Un mandat défini par la loi
La représentation des œuvres d’entraide a démarré en 1968, pour garantir une procédure d’asile équitable suite à une décision du Conseil fédéral. L’Organisation suisse d’aide aux réfugiés (OSAR) soustraitait cette forme de protection procédurale à ses membres, dont l’EPER : une personne observatrice neutre (ROE) devait assister à la deuxième audition des personnes requérantes sur les motifs d’asile, lorsqu’elles exposaient les raisons qui les amenaient à demander la protection de la Suisse. C’était le gage que les interrogatoires menés par le Secrétariat d’Etat aux migrations (SEM) bénéficiaient d’un climat serein et respectueux lors de cette audition dont la décision positive dépend de la capacité des requérants à exposer leurs motifs et à les rendre vraisemblables. Les ROE intervenaient en cas de problèmes, pouvaient demander que l’on pose des questions ou signifier d’éventuelles objections au déroulement de la séance. Il fallait une bonne perspicacité pour comprendre les enjeux, et voir quelles questions pourraient aider le SEM à prendre la bonne décision. La CROE a contribué à les former régulièrement.
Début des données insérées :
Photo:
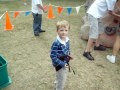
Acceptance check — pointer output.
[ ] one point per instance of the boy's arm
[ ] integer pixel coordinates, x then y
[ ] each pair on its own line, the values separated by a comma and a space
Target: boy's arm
56, 61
13 révisions d’asile en 39 ans
En Suisse, aucune loi n’a autant été révisée que celle sur l’asile. De la première, en 1981, à la dernière en date, il y a eu 13 révisions ! C’est dire si le sujet est délicat et objet de controverses. Le passage d’une procédure cantonale à une procédure fédérale en 2010 a marqué un grand tournant. Le nombre de coordinations est passé de 20 à cinq et l’EPER est devenue la plus grosse coordination de Suisse aux côtés de Caritas, l’Entraide juive et l’Œuvre suisse d’entraide ouvrière (OSEO), active sur Genève, Vallorbe, Berne, Zurich et St-Gall. C’était aussi le plus gros projet de l’EPER en Suisse ; il n’a cessé de prendre de l’importance avec les années avec un pic d’auditions en 2015, avec la « crise des migrants », où il y avait plus de 100 ROE.
Traitement des demandes résiduelles de l’ancienne procédure
Plusieurs fois remise en question lors des différentes révisions de l’asile, notamment celle de 2008, l’activité de la CROE s’est finalement maintenue jusqu’à la dernière révision de 2019 qui sonnera le glas de son activité. Désormais, toutes les demandes d’asile se font en présence d’une ou d’un représentant juridique d’une ONG suisse mandaté directement par le SEM pour représenter juridiquement les requérants dans les nouveaux centres de procédure. Dès le 1er mars 2019, l’EPER, seule à disposer d’une coordination bilingue, s’est vue mandatée pour gérer les quelque 4000 demandes antérieures à cette date restées en suspens.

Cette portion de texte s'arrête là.